Aside from frail hope that tort reform might bring down malpractice insurance costs, the only other reason offered publicly to vote for HB 1038 was that it would save jobs. Indeed, the coalition of groups supporting tort reform called itself the "Committee to save Arkansas jobs." This is the same name used by a business group a few years back that persuaded the legislature to "reform" the workers compensation laws so that injured workers would be considerably less compensated. The committee included representatives of, to name a few, Murphy Oil, ALLTEL, Baptist Medical System, Entergy, Stephens Inc./Stephens Media, Tyson Foods, Arkansas Best Corporation. There were no doctors on the committee, though the proponents of tort reform put doctors at the front in the public hearings.
Some companies who were members of the coalition told their employees that Arkansas plants would close unless tort reform was approved. Such threats kept the AFL-CIO from opposing the tort-reform legislation. The companies didn't repeat these threats publicly at committee hearings - it would not be good public relations - but they may have done so when lobbying legislators privately.

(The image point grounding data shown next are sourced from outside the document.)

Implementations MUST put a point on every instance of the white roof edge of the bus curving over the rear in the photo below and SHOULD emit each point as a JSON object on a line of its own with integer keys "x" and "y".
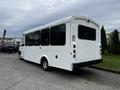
{"x": 61, "y": 21}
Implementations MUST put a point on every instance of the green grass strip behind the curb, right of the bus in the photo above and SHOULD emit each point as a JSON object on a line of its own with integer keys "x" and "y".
{"x": 110, "y": 62}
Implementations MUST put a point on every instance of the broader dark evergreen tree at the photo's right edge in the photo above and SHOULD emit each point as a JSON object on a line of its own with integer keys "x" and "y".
{"x": 115, "y": 45}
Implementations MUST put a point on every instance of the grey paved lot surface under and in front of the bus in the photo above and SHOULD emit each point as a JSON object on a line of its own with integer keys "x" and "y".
{"x": 18, "y": 74}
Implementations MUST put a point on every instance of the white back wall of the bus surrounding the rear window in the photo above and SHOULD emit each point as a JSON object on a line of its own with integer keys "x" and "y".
{"x": 86, "y": 50}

In the legislature's rush to embrace the corporations' and doctors' idea of tort reform, proposals for real reform were thrown out. Such as, leaving punitive damages uncapped, but using the money for the public good. Since the purposes of punitive damages are to punish and deter, not compensate for suffering, why should the money go to enrich a private family, as happened in the Mena case?

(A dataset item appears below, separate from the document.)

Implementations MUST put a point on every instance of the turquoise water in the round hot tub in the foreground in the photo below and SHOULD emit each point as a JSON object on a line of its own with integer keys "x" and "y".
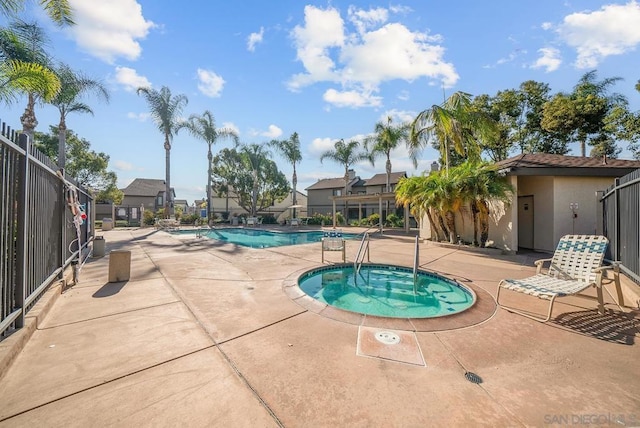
{"x": 387, "y": 291}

For a number of years, conservative, anti-democratic interests have controlled the public debate, partly because they control the media. Constant repetition of the proposition that all politics and all politicians are evil made the common people receptive to term limits, which have taken power away from the common people. Much the same has happened through constant derision of lawyers and the legal system. There are crooked lawyers, and rogue juries and the system really is not about finding the truth as much it is about settling disputes in a peaceful and reasonably fair way. But it has worked better than the systems that other countries use, and it has given the little man a little bit of a chance against wealthy special interests.
I used to know a man who grew up in rural western Arkansas quite a number of years ago. As a boy (man too, for that matter) he didn't care for snakes. He recalled that there was always one hanging around the corncrib at the home place. He asked his father to kill it, and the older man replied that if it weren't for the snake, the rats would eat up everything. Act 649 is a snake-killer.